We wtorek minął 14-dniowy termin na udostępnienie list poparcia kandydatów do Krajowej Rady Sądownictwa od dostarczenia Kancelarii Sejmu pisemnego uzasadnienia wyroku NSA. Sąd ten w orzeczeniu z końca czerwca br. postanowił, że Kancelaria Sejmu powinna udostępnić wykazy nazwisk osób popierających kandydatów do KRS złożone w ramach procedury wyboru 15 sędziów-członków Rady przez Sejm.

Centrum Informacyjne Sejmu we wtorek rano podało, że prezes Urzędu Ochrony Danych Osobowych zbada zgodność z prawem polskim i europejskim procedury udostępnienia list poparcia kandydatów do KRS; Kancelaria Sejmu wstrzyma się z udostępnieniem list poparcia do czasu wydania przez UODO ostatecznej decyzji w tej sprawie.

"Złożyłam dzisiaj skargę do WSA w Warszawie na postanowienie Prezesa Urzędu Ochrony Danych Osobowych dotyczące list poparcia dla członków upolitycznionej KRS. Zgodnie z Konstytucją to sądy administracyjne sprawują kontrolę działalności administracji publicznej, a nie odwrotnie" - napisała w czwartek na Twitterze Gasiuk-Pihowicz.

Jak wynika ze skanu pisma umieszczonego w internecie, posłanka PO-KO wnosi skargę, ponieważ jej zdaniem doszło do naruszenia art. 184 konstytucji "poprzez jego niezastosowanie i uznanie, że organ administracji publicznej może kontrolować działalność sądów administracyjnych". A wskazany przepis stanowi, że to NSA oraz inne sądy administracyjne sprawują kontrolę działalności administracji publicznej - zaznaczyła.

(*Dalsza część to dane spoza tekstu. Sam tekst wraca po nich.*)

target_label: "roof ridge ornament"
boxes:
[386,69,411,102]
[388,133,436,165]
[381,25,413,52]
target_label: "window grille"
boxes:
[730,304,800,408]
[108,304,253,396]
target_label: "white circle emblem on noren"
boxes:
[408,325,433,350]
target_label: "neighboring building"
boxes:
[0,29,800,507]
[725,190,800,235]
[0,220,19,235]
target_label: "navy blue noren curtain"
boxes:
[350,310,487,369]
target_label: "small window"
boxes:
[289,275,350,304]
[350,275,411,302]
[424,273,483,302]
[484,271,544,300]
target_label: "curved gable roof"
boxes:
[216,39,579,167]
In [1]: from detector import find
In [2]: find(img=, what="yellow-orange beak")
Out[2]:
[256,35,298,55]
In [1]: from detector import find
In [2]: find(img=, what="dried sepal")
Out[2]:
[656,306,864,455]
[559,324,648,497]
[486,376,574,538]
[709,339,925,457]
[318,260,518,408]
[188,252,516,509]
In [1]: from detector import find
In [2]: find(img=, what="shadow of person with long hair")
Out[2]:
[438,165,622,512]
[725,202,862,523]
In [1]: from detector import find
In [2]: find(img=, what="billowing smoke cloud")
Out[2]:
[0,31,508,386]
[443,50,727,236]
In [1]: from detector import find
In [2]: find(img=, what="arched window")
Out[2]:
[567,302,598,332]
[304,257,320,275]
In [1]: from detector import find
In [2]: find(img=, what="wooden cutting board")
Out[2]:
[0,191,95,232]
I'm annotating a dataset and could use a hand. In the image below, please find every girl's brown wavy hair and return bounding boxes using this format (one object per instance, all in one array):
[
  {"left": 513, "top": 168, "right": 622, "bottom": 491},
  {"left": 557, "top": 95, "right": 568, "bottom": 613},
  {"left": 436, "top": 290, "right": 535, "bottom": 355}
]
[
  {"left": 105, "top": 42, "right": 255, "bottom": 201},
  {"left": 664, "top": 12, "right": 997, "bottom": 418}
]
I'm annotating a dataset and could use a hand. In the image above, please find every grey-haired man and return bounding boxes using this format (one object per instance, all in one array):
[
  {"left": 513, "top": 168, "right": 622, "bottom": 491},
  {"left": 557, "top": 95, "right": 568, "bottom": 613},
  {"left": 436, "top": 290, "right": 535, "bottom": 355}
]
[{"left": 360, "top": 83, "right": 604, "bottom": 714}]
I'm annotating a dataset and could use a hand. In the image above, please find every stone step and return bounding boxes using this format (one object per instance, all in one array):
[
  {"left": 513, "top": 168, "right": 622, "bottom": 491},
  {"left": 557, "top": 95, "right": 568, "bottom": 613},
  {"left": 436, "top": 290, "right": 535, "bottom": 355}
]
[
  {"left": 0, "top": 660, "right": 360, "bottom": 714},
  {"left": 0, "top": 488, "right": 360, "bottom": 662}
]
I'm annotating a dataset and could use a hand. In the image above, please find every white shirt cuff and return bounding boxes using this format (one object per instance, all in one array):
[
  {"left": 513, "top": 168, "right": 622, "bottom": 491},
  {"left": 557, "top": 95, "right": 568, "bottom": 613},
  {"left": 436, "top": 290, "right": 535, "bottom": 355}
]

Gasiuk-Pihowicz przekazała PAP, że prezes UODO Jan Nowak swoją decyzją naruszył także art. 170 prawa o postępowaniu przed sądami administracyjnymi, który mówi, że orzeczenie prawomocne wiąże nie tylko strony i sąd, który je wydał, lecz również inne sądy i inne organy państwowe.

Dodała, że zgodnie z zapowiedzią, we wtorek złożyła też zawiadomienie o możliwości popełnienia przestępstwa przez prezesa UODO. Zdaniem Gasiuk-Pihowicz utrudnia on swoimi działaniami wykonanie prawomocnego wyroku sądu ws. ujawnienia list poparcia kandydatów do KRS.

Gasiuk-Pihowicz złożyła skargę w sprawie odmowy przez Kancelarię Sejmu udostępnienia załączników do zgłoszeń kandydatów na członków KRS - zawierających wykaz obywateli oraz sędziów popierających te zgłoszenia. WSA uchylił decyzję szefa Kancelarii Sejmu, a Kancelaria odwołała się wówczas do NSA.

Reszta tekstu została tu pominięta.